Both. Top ports are really for temporary connections. Having two TB3 and two USB 3.1 on the rear is inadequate. It's unusual for any desktop box to have four total ports on the rear by default.
Bear in mind that every pair of Thunderbolt ports is a bunch (4?) of PCIe lanes committed - and the whole point of this MP is customisability. The MP has a ludicrous number of PCIe slots - even more than most PC desktop workstation - which can be used to add whatever connectivity you need (Fibre channel, 100Gb Ethernet, more USB A/C) - and other types of hardware (extra GPUs, specialist audio/video interfaces, storage) would be fitted internally as PCIe cards anyway.
On top of that - the base model has 4 x DisplayPort and 2 x HDMI, plus the VegaII MPX modules each add
4 TB3 ports, - any other MPX GPUs that appear will likely follow suit - so you're not going to be relying on the built-in TB3 ports for connecting displays (not that you'll want to once DP2.0 cards and displays start appearing, if Intel takes as long adding it to Thunderbolt as they did with DP1.4).
What I
don't like is the idea of top-mounted ports on a machine that will often live
under a desk. Seems to be the worst of both worlds c.f. front-mounted (for easy access) or rear-mounted (for tucking cables out of sight).
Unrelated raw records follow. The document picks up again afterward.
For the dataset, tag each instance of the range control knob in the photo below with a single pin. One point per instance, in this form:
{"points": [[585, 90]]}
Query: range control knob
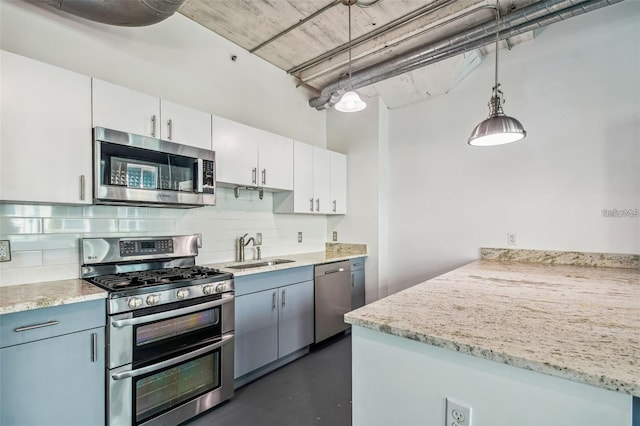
{"points": [[153, 299], [134, 302], [182, 294]]}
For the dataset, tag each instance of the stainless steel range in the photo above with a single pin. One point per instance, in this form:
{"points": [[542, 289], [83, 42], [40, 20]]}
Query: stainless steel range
{"points": [[170, 328]]}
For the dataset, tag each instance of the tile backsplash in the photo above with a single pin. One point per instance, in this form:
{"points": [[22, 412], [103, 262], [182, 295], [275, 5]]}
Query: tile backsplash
{"points": [[45, 239]]}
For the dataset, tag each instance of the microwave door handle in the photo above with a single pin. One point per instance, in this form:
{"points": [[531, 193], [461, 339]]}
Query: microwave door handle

Well, that and the way Apple couldn't contrive to make a $3k-$4k expandable desktop for those who need 0 < n < 8 PCIe slots and < 1TB RAM or - failing that - at least make the $6k machine substantially more powerful than the $5k iMP. Apart from that (Mrs Lincoln) I think the MPX concept is quite neat.
T2 is near useless. It locks in a proprietary SSD tech that is hugely over priced and slow. Almost any NVMe SSD is orders of magnitude cheaper, and is significantly faster.
...but at least with the Mac Pro you should be able to chuck in a PCIe-to-M.2 card to expand the internal storage
and there's space & connectors for spinning rust (or cheap SATA SSDs) for bulk storage. Pegasus have already announced both a RAID module that goes in a MPX bay and a dual SATA cradle that goes at the top above the SATA/USB/power sockets.
The real problem with the built-in SSD is that the entry level 256GB is uneccessarily small for a system disc that will be used for pro applications and their temporary files.
The 10GbE ports are probably on the motherboard.
Nope - it says quite clearly on the Mac Pro tech specs page on apple.com that the PCIe I/O card contains 2 x TB3, 2 x 10GbE and 2xUSB 3.